Monday, October 21, 2013

Flu virus wipes out immune system’s first responders to establish infection

Hat-tip:  Flutrackers.com
October 19, 2013

CAMBRIDGE, Mass. – Revealing influenza’s truly insidious nature, Whitehead Institute scientists have discovered that the virus is able to infect its host by first killing off the cells of the immune system that are actually best equipped to neutralize the virus.

Confronted with a harmful virus, the immune system works to generate cells capable of producing antibodies perfectly suited to bind and disarm the hostile invader. These virus-specific B cells proliferate, secreting the antibodies that slow and eventually eradicate the virus. A population of these cells retains the information needed to neutralize the virus and takes up residence in the lung to ward off secondary infection from re-exposure to the virus via inhalation.
On the surface of these so-called memory B cells are high-affinity virus-specific receptors that bind virus particles to reduce viral spread. While such cells should serve at the body’s first line of defense, it turns out that flu virus exploits the specificity of the cells’ receptors, using them to gain entry, disrupt antibody production, and ultimately kill the cells. By dispatching its enemies in this fashion, the virus is able to replicate efficiently before the immune system can mount a second wave of defense. This seemingly counter-intuitive pathway to infection is described this week in the journal Nature.
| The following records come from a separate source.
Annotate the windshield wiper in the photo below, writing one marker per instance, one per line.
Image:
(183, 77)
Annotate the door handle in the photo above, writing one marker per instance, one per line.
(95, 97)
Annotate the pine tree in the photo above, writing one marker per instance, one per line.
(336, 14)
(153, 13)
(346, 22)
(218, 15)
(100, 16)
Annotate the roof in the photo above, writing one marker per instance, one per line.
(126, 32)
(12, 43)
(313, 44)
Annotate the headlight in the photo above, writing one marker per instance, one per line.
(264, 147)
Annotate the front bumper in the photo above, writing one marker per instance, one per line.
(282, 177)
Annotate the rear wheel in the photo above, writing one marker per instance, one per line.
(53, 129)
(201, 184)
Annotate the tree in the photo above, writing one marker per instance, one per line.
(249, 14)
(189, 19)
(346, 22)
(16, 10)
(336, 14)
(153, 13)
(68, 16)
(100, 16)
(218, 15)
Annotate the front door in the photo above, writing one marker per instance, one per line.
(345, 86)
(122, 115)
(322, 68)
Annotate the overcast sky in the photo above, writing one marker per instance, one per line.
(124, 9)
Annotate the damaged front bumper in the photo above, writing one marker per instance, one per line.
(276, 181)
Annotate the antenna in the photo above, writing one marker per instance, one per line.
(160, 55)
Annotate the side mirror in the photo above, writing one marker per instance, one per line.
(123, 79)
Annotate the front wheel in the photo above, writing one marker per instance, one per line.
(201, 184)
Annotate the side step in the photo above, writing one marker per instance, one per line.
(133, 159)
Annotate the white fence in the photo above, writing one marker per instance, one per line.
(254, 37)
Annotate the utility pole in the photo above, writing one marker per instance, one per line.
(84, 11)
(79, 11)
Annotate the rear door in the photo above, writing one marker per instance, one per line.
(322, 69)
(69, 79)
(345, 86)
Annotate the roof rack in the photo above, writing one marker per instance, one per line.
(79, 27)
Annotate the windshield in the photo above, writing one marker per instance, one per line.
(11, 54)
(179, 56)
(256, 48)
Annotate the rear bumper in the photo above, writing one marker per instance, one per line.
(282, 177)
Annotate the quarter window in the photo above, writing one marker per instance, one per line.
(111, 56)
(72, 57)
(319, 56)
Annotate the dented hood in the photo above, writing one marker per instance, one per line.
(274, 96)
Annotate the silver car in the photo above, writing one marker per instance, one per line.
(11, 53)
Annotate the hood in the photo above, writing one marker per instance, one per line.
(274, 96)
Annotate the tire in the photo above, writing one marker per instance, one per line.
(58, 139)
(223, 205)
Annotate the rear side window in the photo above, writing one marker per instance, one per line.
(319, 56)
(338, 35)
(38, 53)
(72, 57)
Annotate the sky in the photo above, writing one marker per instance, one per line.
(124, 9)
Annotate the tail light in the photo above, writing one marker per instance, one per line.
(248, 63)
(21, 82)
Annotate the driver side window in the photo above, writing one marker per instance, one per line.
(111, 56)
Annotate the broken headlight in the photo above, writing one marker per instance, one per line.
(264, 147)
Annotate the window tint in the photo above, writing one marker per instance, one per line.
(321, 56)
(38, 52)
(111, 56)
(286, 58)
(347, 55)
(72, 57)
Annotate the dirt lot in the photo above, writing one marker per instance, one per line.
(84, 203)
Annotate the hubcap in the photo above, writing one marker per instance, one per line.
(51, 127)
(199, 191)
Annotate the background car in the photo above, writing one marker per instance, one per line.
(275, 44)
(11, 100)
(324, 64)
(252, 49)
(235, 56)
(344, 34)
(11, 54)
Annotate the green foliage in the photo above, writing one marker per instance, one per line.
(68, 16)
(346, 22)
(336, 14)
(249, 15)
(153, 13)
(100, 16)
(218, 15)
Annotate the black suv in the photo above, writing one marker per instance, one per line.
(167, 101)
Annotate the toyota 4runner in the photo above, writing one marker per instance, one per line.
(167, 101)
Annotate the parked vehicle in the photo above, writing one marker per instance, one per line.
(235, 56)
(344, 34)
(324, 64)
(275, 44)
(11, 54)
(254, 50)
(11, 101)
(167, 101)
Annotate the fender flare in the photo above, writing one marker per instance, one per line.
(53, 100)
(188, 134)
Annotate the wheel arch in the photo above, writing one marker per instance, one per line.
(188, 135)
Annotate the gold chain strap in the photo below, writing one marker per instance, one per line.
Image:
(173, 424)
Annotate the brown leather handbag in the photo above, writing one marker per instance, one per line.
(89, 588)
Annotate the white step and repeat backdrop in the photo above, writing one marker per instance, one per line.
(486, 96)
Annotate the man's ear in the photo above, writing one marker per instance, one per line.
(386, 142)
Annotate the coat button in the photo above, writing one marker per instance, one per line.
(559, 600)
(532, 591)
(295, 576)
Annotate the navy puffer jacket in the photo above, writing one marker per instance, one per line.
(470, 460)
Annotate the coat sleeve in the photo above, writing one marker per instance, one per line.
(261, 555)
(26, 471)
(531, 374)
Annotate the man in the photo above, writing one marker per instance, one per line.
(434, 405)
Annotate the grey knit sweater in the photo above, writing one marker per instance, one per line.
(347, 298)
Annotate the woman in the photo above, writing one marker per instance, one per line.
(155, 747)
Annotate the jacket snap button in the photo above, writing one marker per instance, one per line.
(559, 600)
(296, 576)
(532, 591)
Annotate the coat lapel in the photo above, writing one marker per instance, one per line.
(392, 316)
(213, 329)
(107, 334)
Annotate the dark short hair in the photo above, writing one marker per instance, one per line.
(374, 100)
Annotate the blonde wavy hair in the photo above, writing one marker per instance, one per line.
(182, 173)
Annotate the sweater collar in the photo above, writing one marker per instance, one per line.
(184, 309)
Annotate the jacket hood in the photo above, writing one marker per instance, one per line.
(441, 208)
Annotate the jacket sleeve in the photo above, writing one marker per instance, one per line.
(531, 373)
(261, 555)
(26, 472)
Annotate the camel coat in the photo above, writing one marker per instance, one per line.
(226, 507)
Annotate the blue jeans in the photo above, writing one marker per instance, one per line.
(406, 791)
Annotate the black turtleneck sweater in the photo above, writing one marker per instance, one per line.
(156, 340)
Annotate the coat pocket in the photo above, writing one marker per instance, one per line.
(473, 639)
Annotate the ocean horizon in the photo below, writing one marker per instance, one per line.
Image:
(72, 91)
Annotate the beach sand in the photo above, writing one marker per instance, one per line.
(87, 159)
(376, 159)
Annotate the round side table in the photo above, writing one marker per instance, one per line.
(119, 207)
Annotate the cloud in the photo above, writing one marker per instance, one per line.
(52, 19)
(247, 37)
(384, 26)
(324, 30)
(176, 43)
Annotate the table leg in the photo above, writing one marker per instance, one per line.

“We can now add this to the growing list of ways that the flu virus has to establish infection,” says Joseph Ashour, a co-author of the Nature paper and a postdoctoral researcher in the lab of Whitehead Member Hidde Ploegh.
“This is how the virus gains a foothold,” adds Ploegh lab postdoc Stephanie Dougan, also a co-author of the study. “The virus targets memory cells in the lung, which allows infection to be established—even if the immune system has seen this flu before.”